= Antonia Maria Girelli =

Italian opera singer

Antonia Maria Girelli, also known as Maria Antonia Girelli Anguilar, (ca. 1730 - died after 1773), was an Italian operatic soprano.

==Biography==
Antonia Maria Girelli was born in Bologna in c. 1730. She began her career as a dancer at the Teatro San Samuele in Venice in 1752; giving her first performances during Carnival in Ferdinando Bertoni Le pescatrici and Baldassare Galuppi's Le virtuose ridicole. She transitioned into work as a singer. Although the exact nature of her training as a musician is unknown, it is likely that she devoted the years 1752 to 1755 preparing for a career as a vocalist. She had a career as a soprano.

Girelli worked as a singer first in Florence in 1756-1757; making her professional debut at the Teatro della Pergola as Timagene in Galuppi's Alessandro nell'Indie (1756). In 1759 she performed at the Teatro San Angelo in Venice. She sang leading roles in Prague at the Divadlo v Kotcích; performing there in 1760–1761 and again in 1764-1765. In Prague her repertoire included Giuseppe Scarlatti's Adriano in Siria (1760).

In 1763 Girelli performed in the premiere of Gluck's Il trionfo di Clelia at the Teatro Comunale di Bologna. In 1765 she portrayed Ariene in the premiere of Antonio Sacchini's Creso at the Teatro di San Carlo in Naples. In 1769 she sang Euridice in the first performance in Italy of Gluck's Orfeo ed Euridice. It was performed as one part of the Le feste d'Apollo; a collection of works staged in celebration of the wedding of Ferdinand, Duke of Parma and Archduchess Maria Amalia of Austria.

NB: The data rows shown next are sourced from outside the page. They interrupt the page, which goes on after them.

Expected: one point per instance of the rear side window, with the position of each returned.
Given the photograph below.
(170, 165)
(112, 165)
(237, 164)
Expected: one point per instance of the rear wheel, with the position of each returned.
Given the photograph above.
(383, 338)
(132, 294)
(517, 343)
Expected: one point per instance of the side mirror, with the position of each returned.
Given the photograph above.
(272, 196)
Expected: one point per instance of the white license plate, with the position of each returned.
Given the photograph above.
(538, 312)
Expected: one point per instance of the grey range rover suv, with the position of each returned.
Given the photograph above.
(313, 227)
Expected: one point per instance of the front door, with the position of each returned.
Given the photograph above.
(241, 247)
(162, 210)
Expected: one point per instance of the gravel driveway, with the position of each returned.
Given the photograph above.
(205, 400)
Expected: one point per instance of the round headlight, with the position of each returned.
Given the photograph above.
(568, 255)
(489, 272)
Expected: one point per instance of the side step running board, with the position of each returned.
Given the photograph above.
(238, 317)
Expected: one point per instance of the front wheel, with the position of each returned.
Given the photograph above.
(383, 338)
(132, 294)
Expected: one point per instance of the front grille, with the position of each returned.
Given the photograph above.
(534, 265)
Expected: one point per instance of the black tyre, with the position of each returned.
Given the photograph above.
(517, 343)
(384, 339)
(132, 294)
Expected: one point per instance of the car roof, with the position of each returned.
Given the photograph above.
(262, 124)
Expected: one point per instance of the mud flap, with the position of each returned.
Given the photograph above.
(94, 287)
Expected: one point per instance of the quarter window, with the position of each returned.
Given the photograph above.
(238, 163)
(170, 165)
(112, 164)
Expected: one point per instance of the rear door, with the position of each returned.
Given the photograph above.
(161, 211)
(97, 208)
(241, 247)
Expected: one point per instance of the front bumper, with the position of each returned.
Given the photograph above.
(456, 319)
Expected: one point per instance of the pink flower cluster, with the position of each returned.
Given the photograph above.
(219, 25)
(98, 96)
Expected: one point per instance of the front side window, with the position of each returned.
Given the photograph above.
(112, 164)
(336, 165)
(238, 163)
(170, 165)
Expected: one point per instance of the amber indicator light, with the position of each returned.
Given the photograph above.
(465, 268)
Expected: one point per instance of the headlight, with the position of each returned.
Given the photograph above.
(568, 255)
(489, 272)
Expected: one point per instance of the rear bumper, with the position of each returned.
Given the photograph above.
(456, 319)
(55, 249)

In 1771 Girelli created roles in the world premieres of multiple operas at the Teatro Regio Ducale in Milan, including the part of the nymph Silvia in Mozart's Ascanio in Alba and the role of Asteria in Josef Mysliveček's Il gran Tamerlano. In 1772-1773 she was committed to the King's Theatre, London where she performed in operas by Gluck, Sacchini, Tommaso Giordani, Gaetano Pugnani, and Mattia Vento. Charles Burney criticized her singing in London, describing her intonation as "frequently false". She died sometime after 1773.